Мы знаем, что Гея – древний мир. Некоторые считают даже, что Гея – самый древний мир в этом секторе Галактики, но в этом мы не уверены. Патриотизм заставляет нас твердить, что Сейшелл старее Геи, а страх шепчет: нет, Гея старше…

Большинство историков полагают – про себя, конечно, – что Гея была заселена независимо. Они думают, что она не была колонией, не входила в Союз и что Союз с Геей также не был колонизирован. Согласия по вопросу об истинном времени заселения Геи не достигнуто – никто не уверен в том, раньше или позже Сейшелла на ней появились люди.

Тревайз пожал плечами:

– Информации – ноль. Всякий может избрать для себя ту или иную альтернативу.

Квинтесетц утвердительно кивнул:

– Пожалуй. Мы сравнительно поздно узнали о существовании Геи. Вначале мы были заняты формированием Союза, потом – борьбой с Галактической Империей, потом – попытками избрать верную тактику поведения в качестве имперской провинции и ограничить власть вице-королей.

Только во времена ослабления власти Империи один из последних наших вице-королей обнаружил, что существует Гея и, по всей видимости, сохраняет независимость от Сейшельского Союза и от самой Империи. Каким-то образом Гея оставалась в тайне, в изоляции, и о ней тогда не было известно почти ничего – на самом деле, не больше, чем сейчас. Вице-король решил попробовать захватить ее. Подробности происшедшего нам неизвестны, но его экспедиция была разбита, и лишь немногие уцелевшие корабли вернулись обратно. Правду сказать, в те дни корабли были не такие уж хорошие, да и пилотирование оставляло желать лучшего…

А на Сейшелле были рады тому, что вице-король потерпел поражение – его не без основания считали диктатором, угнетателем. Его провал напрямую привел к восстановлению нашей независимости: Сейшельский Союз порвал всякие связи с Империей, и годовщина этого события ежегодно отмечается как День Союза. Из одной лишь благодарности мы оставили Гею в покое почти на столетие, но потом наступили времена, когда нам показалось, что мы уже достаточно сильны для того, чтобы приступить к небольшой собственной экспансии. Почему бы не попробовать одолеть Гею? Почему хотя бы не заключить с ней таможенное соглашение? Мы послали туда флот, и он был разбит.

Потом были редкие попытки наладить торговлю с Геей – и все до одной оказались безуспешными. Гея сохраняла строгую изоляцию, и никогда – насколько известно – не пыталась установить связь с каким-либо миром. Но и враждебности с ее стороны никакой не проявлялось. А потом… – Коснувшись кнопки в подлокотнике кресла, Квинтесетц зажег верхний свет. Сразу стало видно, что лицо его приобрело насмешливое выражение. Он продолжал: – Поскольку вы граждане Академии, вам должно быть знакомо имя Мула.

Тревайз вспыхнул. За пять веков своего существования всего лишь раз Академия была побеждена, захвачена. Оккупация долго не продлилась и не стала серьезной преградой на пути создания Второй Империи, но, конечно же, всякому, кто желал уязвить самолюбие Академии, стоило только упомянуть имя Мула, ее завоевателя, и цель была достигнута. «Очень может быть, – подумал Тревайз, – что Квинтесетц и свет включил именно для того, чтобы воочию убедиться, что самолюбие граждан Академии задето».

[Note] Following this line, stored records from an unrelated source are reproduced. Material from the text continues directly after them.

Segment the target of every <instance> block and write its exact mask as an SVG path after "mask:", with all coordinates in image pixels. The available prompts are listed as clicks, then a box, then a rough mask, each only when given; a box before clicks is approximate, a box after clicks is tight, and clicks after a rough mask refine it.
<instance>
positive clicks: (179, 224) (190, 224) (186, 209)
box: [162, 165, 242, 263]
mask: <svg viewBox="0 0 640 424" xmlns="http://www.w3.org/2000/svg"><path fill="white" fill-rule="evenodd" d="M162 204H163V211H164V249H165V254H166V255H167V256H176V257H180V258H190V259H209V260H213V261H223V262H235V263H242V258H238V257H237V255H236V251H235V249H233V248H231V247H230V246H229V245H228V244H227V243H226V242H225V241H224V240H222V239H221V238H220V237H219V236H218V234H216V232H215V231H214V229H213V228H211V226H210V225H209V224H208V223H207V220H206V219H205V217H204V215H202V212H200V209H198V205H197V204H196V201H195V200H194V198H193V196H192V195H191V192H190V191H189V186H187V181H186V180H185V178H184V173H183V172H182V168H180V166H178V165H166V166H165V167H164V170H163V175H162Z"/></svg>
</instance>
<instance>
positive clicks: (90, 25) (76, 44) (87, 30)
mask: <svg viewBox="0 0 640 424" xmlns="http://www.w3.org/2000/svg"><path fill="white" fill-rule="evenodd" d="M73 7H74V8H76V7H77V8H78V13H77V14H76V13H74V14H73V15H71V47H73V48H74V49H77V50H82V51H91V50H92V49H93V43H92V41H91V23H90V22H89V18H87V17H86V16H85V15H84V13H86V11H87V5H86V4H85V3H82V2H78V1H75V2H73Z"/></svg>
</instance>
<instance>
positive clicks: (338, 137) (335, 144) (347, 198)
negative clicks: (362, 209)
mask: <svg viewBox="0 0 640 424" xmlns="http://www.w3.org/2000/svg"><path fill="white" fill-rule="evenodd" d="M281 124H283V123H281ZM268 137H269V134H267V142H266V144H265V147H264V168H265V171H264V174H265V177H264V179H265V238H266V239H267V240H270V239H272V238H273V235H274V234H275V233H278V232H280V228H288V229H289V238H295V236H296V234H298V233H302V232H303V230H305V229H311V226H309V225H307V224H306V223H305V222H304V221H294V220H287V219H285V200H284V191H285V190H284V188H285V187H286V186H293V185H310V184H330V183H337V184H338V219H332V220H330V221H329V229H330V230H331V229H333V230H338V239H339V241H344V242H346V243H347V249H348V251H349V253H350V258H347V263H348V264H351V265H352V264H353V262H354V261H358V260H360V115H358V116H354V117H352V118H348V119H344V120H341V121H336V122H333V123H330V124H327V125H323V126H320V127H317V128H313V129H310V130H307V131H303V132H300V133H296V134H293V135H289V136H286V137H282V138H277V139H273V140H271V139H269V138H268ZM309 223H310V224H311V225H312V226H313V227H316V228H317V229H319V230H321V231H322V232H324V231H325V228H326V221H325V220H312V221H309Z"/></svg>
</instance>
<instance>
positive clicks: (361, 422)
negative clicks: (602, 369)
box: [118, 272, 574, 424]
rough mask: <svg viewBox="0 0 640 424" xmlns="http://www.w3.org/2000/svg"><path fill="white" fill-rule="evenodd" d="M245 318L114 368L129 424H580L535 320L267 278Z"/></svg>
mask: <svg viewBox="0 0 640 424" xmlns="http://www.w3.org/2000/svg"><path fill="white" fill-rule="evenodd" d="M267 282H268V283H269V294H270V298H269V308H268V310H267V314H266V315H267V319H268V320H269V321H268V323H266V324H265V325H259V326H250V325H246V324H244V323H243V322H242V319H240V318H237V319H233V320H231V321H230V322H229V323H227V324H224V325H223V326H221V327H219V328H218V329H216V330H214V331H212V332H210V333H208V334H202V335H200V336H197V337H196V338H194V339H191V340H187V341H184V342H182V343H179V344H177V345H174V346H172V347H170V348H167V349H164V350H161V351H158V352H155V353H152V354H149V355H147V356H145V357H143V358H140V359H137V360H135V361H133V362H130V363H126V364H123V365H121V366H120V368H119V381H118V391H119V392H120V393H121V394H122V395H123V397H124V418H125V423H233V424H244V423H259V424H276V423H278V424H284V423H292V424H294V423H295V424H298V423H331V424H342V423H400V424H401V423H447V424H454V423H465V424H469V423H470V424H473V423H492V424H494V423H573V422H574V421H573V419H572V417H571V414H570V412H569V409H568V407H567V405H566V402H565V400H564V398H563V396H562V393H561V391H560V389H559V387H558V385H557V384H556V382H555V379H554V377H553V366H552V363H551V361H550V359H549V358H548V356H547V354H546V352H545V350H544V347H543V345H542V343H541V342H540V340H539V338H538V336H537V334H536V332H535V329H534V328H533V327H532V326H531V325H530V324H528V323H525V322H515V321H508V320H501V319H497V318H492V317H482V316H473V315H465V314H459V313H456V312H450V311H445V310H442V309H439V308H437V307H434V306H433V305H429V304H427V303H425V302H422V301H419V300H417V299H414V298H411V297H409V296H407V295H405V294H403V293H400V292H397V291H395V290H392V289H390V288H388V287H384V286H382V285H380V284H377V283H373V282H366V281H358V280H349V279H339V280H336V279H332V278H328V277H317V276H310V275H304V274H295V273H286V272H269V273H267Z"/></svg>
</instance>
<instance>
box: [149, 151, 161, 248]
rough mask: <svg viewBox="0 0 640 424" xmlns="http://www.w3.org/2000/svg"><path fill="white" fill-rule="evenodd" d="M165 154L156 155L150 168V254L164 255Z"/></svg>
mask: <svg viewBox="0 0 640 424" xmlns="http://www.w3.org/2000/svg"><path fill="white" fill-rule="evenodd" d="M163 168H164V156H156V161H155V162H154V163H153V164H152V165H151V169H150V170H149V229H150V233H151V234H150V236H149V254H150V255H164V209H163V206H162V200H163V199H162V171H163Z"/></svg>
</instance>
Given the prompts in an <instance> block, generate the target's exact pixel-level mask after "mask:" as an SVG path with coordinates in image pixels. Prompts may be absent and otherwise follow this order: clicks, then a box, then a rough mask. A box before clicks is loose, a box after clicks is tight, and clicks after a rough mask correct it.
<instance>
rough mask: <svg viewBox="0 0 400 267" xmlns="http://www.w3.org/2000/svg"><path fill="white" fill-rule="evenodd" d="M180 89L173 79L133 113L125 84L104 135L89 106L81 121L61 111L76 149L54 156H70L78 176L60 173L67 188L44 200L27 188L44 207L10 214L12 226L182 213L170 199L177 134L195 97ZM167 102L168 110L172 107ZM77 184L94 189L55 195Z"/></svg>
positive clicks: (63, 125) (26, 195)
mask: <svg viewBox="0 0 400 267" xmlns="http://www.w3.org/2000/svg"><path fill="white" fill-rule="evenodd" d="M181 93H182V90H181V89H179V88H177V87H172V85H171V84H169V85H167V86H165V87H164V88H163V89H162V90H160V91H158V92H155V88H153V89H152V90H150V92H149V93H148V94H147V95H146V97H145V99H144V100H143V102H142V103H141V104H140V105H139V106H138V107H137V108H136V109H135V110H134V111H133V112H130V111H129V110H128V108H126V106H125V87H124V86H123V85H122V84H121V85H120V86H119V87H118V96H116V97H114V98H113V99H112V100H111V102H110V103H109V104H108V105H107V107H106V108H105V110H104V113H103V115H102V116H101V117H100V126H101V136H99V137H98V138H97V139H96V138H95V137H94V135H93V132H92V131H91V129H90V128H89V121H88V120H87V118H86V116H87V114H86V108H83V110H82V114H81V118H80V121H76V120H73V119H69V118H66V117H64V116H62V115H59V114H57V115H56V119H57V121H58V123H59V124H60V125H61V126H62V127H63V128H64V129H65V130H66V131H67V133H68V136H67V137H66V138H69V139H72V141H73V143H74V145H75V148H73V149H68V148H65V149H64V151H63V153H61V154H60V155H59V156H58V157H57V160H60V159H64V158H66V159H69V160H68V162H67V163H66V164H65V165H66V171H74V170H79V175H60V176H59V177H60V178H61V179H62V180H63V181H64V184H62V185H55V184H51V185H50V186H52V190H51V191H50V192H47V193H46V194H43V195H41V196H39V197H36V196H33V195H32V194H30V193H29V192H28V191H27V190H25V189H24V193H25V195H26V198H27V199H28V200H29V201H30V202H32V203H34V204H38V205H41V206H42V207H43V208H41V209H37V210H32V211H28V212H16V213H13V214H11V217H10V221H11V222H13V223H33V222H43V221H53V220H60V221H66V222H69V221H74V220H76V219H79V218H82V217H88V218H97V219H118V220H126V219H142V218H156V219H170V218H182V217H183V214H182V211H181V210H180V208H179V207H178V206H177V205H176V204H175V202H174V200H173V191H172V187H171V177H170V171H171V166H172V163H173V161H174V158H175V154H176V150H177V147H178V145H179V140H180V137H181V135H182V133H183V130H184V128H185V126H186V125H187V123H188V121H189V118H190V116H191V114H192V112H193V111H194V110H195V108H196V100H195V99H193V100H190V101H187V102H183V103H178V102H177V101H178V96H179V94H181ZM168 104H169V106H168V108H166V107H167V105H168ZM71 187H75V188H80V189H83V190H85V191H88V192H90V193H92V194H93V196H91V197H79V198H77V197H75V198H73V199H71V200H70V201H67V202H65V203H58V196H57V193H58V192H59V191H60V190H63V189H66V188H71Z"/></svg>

– Да, – ответил он как мог сдержанно, – мы в Академии помним Мула.

– Мул, – продолжил Квинтесетц, – некоторое время правил Империей, и Империя его была так же обширна, как та, которой нынче правит Академия. А вот нами, как бы то ни было, он не правил. Нас он не тронул. Однажды проездом он побывал в Сейшелле. Были подписаны декларация о нейтралитете и мирный договор. Больше он ничего не потребовал. Мы оказались единственными, кому ом не поставил больше никаких условий во времена, пока болезнь не сломила его окончательно и не поставила точку на его завоевательской карьере. Вы знаете, кровожадным диктатором его назвать было нельзя. Он правил гуманно.

– Как всякий победитель, – саркастически проговорил Тревайз.

– Как и Академия, – уточнил Квинтесетц.

Не найдя, что ответить на этот выпад, Тревайз раздраженно спросил:

– А о Гее вам больше нечего рассказать?

– Могу лишь упомянуть об устном заявлении Мула при подписании соглашения о нейтралитете. Судя но официальному отчету о встрече Мула с тогдашним Президентом Союза Калло, Мул с радостью поставил свою подпись под документом и сказал: «Теперь вы нейтральны даже по отношению к Гее, что счастье для вас. Даже я не осмелился бы к ней приблизиться».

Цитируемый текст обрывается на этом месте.